The 2010 Affordable Care Act (ACA) called for significant Medicare savings. All told, the Congressional Budget Office projected that the law would trim over $400 billion from Medicare spending during 2010-2019, reducing the program’s annual growth rate from 6.8 percent to 5.5 percent.
Those savings were enabled, at least in the case of hospitals, by the promise of expanding insurance coverage that would bring in more insured patients (and thus more revenues to help offset the Medicare cuts). Yet some observers in the health industry no doubt assumed that the ACA’s payment reductions could be reversed over time. After all, they had seen Congress repeatedly cancel scheduled payment cuts to Medicare physicians in the annual melodrama surrounding the Sustainable Growth Rate.
Why couldn’t the health care industry similarly expect to evade the ACA’s cost controls?

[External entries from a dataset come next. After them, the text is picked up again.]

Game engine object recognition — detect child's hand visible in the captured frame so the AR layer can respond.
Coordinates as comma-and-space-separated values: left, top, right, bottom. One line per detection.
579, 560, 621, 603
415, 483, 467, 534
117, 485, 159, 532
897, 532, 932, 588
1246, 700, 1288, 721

In coming years, the industry could argue that any payment cuts would jeopardize patients’ access to care. And given that Medicare’s own actuary cast doubt on how realistic the projected savings were, the odds must have seemed good to hospitals and other providers that they could sooner or later count on SGR-like relief from Washington. Health reform offered an appealing political and business strategy: initially accept the projected cuts in the ACA, then gain more paying customers through the implementation of insurance expansion, and, finally, work to reverse the cuts and “unbend” the cost curve.